Sng, who co-founded Honestbee back in 2015 and previously served as an advisor with its investor Formation 8, cleared his desk and vacated his office yesterday, according to sources.
Honestbee declined to comment.
Isaac Tay, another co-founder, left the company last year while the last remaining co-founder is Jonathan Low, who leads Honestbee’s engineering team.
Sng’s apparent exit comes after we reported that Honestbee had told staff that it is in the process of securing funding that it claims will provide an additional year of runway for the business. Sources who spoke to TechCrunch said it has not been announced how much that funding is, or which investor is providing it.

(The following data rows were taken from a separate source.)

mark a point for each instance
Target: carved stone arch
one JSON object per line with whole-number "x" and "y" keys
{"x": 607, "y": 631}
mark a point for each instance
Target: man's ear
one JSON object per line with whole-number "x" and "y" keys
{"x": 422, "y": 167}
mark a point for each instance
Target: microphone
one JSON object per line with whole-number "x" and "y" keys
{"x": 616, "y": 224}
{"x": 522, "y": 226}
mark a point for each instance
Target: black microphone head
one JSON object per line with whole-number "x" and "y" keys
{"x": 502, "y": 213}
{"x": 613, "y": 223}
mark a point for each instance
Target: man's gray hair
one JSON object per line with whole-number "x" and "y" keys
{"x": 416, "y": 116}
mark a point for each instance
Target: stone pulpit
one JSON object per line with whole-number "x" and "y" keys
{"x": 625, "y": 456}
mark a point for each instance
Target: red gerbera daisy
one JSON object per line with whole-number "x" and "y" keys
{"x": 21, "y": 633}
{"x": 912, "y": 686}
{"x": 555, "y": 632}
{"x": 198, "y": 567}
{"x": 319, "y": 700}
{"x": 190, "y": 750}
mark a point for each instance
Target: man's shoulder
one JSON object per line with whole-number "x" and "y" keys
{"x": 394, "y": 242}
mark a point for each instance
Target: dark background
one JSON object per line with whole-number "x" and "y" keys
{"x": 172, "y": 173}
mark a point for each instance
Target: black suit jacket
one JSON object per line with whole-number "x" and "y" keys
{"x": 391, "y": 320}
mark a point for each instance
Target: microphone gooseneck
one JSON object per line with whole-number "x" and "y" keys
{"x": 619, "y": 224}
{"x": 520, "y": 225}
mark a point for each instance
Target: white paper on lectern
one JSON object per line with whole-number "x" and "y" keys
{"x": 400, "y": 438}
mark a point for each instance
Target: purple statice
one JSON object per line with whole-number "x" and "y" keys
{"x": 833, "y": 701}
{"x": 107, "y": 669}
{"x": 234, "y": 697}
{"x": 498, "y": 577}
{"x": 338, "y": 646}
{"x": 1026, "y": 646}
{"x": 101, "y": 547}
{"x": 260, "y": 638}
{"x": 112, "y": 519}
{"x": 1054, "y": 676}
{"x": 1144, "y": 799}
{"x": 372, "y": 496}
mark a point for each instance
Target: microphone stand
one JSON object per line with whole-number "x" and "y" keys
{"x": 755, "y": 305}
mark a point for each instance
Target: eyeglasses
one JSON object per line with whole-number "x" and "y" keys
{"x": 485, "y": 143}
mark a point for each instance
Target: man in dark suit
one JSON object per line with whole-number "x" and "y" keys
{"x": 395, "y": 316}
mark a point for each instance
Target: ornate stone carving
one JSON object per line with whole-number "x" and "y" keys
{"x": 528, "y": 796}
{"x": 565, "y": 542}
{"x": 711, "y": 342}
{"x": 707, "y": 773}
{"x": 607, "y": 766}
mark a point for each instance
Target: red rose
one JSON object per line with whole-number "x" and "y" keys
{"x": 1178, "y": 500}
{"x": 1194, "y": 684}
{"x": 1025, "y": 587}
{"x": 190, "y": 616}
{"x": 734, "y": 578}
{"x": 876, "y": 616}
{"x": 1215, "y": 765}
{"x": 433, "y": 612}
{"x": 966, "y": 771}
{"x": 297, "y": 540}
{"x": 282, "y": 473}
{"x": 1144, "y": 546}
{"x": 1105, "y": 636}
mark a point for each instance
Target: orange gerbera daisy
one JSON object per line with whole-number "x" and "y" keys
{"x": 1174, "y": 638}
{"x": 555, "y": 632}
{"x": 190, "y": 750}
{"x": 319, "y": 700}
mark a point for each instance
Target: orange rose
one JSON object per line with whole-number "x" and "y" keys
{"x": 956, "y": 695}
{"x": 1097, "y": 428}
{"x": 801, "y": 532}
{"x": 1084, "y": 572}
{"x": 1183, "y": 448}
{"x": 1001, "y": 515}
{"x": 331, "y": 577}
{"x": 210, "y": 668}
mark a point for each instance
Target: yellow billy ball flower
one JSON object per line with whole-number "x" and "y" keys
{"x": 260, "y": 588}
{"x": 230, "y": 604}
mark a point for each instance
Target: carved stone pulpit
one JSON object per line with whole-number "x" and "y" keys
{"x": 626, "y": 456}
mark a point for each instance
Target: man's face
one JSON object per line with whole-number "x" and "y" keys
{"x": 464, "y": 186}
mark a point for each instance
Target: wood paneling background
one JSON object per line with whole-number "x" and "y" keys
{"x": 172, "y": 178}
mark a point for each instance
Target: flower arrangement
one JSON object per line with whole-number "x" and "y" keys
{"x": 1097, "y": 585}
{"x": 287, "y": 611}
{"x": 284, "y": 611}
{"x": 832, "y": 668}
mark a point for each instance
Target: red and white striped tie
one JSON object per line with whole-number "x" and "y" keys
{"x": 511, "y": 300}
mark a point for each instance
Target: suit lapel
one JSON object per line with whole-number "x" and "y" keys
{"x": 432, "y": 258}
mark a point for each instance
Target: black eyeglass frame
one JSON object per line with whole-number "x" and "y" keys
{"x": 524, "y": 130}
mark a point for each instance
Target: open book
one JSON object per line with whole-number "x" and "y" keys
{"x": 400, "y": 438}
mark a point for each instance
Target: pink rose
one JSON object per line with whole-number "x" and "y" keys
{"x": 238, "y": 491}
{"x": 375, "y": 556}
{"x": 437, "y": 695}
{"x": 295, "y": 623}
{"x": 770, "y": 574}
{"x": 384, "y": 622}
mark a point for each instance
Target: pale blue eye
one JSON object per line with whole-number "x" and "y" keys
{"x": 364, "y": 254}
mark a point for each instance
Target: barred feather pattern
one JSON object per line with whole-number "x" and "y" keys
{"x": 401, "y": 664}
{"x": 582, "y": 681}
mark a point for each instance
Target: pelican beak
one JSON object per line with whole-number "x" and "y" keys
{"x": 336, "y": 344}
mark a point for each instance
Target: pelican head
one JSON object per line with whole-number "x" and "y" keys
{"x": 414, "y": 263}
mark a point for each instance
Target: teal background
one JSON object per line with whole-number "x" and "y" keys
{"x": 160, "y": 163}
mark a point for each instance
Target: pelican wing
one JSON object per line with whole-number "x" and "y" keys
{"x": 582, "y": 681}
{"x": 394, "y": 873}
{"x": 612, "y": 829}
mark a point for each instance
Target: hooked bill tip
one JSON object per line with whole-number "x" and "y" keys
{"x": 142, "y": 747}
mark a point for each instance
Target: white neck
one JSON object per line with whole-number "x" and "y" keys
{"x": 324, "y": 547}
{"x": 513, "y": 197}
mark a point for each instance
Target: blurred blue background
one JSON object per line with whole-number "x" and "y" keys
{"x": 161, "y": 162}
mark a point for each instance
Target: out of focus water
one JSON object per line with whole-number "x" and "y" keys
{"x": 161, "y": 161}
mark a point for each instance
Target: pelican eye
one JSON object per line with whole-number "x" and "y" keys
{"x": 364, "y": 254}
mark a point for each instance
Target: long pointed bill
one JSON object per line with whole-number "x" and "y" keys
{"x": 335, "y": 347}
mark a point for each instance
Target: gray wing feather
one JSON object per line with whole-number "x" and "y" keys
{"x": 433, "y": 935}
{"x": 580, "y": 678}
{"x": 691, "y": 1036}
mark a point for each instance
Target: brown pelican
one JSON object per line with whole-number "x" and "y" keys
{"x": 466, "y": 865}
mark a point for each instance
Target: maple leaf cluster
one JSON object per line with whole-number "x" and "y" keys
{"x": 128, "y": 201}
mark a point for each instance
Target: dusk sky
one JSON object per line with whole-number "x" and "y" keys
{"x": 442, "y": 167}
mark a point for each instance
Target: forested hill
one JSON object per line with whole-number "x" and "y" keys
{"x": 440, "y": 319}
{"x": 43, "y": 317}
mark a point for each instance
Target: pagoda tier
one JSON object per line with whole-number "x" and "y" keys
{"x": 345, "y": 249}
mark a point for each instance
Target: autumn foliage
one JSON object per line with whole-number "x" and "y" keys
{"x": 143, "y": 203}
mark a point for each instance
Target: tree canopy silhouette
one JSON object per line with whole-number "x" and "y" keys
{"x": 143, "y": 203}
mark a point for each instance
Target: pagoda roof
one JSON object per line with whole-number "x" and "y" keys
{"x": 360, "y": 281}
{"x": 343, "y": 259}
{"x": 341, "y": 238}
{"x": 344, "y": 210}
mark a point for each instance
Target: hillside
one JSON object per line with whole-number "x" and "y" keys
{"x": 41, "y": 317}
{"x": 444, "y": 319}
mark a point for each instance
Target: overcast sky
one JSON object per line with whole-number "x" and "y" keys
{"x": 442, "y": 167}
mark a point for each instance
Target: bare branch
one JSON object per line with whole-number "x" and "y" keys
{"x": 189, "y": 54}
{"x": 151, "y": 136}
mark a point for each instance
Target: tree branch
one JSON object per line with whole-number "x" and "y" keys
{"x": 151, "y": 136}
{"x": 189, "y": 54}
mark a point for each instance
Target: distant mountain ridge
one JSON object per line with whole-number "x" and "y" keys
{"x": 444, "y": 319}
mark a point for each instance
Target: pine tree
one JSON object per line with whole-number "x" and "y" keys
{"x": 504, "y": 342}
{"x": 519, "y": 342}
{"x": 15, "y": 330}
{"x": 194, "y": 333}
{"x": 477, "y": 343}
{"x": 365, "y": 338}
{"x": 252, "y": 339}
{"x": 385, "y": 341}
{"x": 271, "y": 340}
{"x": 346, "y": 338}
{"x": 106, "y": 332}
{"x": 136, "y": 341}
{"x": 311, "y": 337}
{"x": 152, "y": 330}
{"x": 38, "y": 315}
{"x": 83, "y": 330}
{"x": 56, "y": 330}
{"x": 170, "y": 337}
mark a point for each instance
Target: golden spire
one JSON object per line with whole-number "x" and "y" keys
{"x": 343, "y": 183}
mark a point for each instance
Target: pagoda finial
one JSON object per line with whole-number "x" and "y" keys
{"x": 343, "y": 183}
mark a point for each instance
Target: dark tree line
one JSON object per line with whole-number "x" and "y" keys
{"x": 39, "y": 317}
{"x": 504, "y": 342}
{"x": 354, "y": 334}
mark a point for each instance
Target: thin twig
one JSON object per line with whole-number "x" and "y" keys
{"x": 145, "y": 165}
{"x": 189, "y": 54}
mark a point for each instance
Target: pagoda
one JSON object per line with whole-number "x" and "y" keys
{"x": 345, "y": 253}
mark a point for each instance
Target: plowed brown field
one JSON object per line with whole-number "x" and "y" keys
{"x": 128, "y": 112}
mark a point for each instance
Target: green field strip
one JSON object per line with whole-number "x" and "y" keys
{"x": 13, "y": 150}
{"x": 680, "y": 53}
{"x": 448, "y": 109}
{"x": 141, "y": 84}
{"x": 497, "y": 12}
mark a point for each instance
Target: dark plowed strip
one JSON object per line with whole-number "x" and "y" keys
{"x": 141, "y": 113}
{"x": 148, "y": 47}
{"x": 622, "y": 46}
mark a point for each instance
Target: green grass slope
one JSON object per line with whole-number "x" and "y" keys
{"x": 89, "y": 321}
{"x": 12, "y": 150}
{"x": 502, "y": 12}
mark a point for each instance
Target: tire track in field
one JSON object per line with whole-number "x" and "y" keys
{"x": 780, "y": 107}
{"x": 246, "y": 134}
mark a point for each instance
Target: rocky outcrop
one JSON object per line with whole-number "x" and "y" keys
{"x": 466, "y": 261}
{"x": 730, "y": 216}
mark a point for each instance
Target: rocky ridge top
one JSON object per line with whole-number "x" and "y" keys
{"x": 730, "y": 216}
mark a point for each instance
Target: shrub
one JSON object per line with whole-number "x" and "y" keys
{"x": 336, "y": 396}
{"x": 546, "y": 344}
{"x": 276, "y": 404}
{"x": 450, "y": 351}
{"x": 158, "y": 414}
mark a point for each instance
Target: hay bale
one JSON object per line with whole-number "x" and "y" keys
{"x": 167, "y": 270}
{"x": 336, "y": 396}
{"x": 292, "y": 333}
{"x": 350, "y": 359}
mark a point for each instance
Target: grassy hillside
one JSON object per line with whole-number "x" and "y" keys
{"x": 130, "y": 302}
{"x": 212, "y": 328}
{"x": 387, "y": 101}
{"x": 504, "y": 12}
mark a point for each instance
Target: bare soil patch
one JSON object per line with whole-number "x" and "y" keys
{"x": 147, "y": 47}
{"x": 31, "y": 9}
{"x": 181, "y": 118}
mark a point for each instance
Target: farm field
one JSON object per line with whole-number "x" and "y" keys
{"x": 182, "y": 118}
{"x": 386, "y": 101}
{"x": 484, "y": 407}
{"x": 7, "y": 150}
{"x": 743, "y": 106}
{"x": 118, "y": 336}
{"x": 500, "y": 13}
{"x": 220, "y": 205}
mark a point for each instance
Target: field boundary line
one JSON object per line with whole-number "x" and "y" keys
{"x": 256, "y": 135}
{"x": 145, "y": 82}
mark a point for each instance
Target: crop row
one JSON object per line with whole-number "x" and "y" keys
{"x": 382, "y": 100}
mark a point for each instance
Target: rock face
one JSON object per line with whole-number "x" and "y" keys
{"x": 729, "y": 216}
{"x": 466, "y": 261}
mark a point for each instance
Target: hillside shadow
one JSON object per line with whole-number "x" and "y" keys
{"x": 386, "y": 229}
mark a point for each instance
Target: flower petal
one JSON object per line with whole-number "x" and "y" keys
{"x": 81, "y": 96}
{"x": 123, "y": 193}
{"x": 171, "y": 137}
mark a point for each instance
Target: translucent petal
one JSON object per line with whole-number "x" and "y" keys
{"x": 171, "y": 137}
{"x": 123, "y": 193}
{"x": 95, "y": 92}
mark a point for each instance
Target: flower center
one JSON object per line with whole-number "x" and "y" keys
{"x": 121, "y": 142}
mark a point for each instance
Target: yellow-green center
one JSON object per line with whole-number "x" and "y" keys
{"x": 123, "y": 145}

Honestbee had held acquisition talks with Grab, Go-Jek and others in recent weeks.
It isn’t immediately clear who will take over from Sng. Sources previously told TechCrunch that Sng’s right man is Roger Koh, whose LinkedIn lists his current job as a principal with Formation 8. Formation 8 led Honestbee’s $15 million Series A round in 2015. The fund has since shut down and its stake appears to have transferred to Formation Group, according to the firm’s website.
Filings show that Honestbee has raised at least $46 million since that Series A. Its high burn rate suggests it may have raised even more, but nothing has been announced or filed while former staff have told TechCrunch that only Sng and Koh have access to financial details.
The company is going through some turbulent times. We reported last week that a cash crash — not helped by a burn rate of $6.5 million per month — had left suppliers unpaid, payroll for April uncertain and morale low among Honestbee’s estimated 1,000 staff.
The company said yesterday announced a series of cost-cutting measures that will see it temporarily cease business in Hong Kong, Indonesia, Japan and the Philippines while it conducts a review. It has also stopped offering food delivery, an additional service it launched in recent years, in Thailand and Hong Kong.